Jake's exit was stupid if you ask me, really far fetched.

----------


## lizann

Poor Newt, i hope Frankie or Darren tells him Jack is still alive.

Tina is so annoying and whiny i hope she dies

----------


## *-Rooney-*

i think i have to side with jackie, jackie loved being a mum and tina took max back only to leave him everyday to go to college, no wonder jackie was upset

----------


## tammyy2j

I really cant stand Tina. 

Did Dom cheat with the other woman or not?

Wait till the other McQueens find out they will be as shocked as Russ

----------


## *-Rooney-*

what other woman??

  Spoiler:     i read that tina leaves cheating husband dom, which kind of makes her a hypocrite

----------


## tammyy2j

> what other woman??
> 
>   Spoiler:     i read that tina leaves cheating husband dom, which kind of makes her a hypocrite


He meet at a woman at the Loft and he was drunk went home with her but i dont know if anything happened between them

----------


## *-Rooney-*

yeah i just watched last nights on 4 on demand .

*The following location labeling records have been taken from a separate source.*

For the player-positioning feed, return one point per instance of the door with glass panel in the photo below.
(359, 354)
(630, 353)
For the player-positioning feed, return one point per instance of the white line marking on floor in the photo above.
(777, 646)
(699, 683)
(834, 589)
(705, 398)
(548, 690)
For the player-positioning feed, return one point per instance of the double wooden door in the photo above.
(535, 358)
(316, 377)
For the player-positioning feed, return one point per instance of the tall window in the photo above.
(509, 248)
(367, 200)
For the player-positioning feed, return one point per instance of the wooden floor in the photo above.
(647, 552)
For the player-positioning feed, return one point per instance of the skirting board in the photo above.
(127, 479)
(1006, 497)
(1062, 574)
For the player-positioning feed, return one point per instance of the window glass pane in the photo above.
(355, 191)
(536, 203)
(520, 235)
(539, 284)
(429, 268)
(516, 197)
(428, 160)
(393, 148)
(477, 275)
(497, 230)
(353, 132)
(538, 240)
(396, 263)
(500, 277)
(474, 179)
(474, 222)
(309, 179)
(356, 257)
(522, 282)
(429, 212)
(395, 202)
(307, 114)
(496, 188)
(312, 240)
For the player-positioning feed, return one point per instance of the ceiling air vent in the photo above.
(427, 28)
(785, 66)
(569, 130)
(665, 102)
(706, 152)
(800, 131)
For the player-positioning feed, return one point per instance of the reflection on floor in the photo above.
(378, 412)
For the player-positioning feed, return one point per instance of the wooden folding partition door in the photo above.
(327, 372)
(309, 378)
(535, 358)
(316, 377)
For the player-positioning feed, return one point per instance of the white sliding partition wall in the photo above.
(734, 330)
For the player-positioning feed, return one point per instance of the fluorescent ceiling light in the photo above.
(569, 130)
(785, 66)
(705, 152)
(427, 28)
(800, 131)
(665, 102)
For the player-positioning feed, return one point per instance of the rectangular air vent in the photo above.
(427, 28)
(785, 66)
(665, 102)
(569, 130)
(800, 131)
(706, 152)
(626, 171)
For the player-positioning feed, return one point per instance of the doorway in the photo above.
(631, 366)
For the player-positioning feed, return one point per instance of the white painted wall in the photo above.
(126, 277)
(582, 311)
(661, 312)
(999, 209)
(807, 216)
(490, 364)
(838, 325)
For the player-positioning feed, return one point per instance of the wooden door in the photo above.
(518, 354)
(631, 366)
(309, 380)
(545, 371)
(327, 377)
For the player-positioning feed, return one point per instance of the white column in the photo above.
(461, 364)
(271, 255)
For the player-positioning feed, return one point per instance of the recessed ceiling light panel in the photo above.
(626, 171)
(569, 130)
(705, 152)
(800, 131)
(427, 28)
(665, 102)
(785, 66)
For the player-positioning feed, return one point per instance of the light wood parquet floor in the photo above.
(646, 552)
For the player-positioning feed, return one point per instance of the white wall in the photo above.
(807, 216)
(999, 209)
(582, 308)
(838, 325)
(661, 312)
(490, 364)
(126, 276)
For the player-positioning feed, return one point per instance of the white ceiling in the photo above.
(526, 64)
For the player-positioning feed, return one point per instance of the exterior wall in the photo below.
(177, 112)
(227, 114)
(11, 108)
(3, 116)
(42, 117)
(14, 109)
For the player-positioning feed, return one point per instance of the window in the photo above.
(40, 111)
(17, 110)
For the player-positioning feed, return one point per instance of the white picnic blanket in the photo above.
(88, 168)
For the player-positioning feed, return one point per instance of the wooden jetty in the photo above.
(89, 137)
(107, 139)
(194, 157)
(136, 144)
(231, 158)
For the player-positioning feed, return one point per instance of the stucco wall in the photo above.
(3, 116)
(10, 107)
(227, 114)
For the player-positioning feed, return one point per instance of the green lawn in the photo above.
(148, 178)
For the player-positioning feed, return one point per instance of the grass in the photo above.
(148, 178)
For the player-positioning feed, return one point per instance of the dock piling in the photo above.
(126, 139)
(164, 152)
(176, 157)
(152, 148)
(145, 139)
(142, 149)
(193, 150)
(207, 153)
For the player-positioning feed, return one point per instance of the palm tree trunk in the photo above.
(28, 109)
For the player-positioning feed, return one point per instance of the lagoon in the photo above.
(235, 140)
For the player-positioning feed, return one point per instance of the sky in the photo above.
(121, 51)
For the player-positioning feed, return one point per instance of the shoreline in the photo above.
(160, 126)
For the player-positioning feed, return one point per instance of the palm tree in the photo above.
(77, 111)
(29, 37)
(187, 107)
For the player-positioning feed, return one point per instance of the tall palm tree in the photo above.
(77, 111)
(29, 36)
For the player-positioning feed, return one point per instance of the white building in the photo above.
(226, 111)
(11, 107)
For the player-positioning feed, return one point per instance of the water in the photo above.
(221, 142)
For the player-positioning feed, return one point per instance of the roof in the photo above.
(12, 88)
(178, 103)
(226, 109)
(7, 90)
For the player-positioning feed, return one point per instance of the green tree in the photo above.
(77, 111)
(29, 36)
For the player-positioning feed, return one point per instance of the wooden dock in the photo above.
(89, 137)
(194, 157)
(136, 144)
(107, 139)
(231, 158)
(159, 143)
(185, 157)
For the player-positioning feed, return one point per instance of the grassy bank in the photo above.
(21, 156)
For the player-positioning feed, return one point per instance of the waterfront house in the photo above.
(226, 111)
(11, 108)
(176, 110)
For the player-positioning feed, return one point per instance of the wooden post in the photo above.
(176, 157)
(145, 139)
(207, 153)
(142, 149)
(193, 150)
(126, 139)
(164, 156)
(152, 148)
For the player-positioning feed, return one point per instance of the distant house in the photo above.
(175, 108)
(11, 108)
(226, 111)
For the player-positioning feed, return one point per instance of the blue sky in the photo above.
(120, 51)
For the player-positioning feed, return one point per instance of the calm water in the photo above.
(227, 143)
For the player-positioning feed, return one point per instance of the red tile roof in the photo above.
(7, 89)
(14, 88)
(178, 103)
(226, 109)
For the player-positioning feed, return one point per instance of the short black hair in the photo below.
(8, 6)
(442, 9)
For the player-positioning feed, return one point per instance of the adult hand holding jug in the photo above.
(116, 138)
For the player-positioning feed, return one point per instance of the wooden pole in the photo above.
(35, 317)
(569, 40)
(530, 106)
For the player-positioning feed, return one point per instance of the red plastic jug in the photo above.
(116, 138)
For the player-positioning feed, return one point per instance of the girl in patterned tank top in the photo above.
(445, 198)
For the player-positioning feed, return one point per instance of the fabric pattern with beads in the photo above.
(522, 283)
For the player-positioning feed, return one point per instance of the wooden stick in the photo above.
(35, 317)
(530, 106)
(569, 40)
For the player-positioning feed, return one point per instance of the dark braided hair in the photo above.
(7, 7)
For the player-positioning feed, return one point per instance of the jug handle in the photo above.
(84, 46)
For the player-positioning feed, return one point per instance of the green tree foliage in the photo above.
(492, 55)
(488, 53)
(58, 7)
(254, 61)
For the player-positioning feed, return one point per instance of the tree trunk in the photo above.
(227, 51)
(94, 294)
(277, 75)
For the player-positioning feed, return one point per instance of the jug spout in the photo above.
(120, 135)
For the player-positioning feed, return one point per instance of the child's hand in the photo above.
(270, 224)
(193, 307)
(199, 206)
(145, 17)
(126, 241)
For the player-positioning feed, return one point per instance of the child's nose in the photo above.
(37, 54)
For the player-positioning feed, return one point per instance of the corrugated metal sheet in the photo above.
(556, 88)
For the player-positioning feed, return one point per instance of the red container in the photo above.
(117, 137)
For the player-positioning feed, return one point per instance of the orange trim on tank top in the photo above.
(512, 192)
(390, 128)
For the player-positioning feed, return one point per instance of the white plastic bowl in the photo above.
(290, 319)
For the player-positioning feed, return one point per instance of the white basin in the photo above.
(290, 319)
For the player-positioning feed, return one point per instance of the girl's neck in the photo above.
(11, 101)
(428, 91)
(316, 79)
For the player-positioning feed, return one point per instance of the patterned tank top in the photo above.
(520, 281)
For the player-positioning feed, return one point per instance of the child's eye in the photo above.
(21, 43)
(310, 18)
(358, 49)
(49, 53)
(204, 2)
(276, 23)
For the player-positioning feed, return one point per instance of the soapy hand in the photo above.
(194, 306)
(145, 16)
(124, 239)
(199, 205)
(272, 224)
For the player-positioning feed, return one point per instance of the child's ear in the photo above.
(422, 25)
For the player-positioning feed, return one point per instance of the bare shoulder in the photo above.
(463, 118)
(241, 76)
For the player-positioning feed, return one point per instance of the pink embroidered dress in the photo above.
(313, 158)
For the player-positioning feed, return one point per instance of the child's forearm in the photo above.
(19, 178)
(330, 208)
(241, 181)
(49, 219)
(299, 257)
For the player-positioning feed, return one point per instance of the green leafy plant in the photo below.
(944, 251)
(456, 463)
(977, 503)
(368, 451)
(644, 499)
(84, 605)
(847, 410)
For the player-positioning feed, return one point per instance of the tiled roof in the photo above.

Tina is a right misery guts right now isnt she, think she is jealous that she isnt with russ

----------


## Chris_2k11

is anyone else finding Myra's acting a bit dodgy?

----------


## Chris_2k11

Im getting really bored of all this Newt/Eli business

----------


## lizann

Poor Dom he deserves better than Tina 

BTW i hope Tina dies   Spoiler:    (I hope Niall kills her)  

Newt/Eli storyline is boring

----------


## tammyy2j

I really feel sorry for Mercedes (i'm glad they gave her this storyline)

I must admit i liked her and Malachy as a couple 

amy/Josh/Ste storyline is boring  :Thumbsdown:  

Where's Sarah?

----------


## *-Rooney-*

i dont know where sarah is shes probably too devastated to show her face since elliott dumped her  :Rotfl: 

although amy did mention that she should phone her to let her know about the abortion. maybe shes away modelling

----------


## Chris_2k11

Rubbish acting from Ste lately, Mercedes has surprisingly been quite good.

----------


## Katy

I agree, i think Mercedes is really good at the minute and Malachy. I am finding the Russ and Tina storyline a bit annoying. 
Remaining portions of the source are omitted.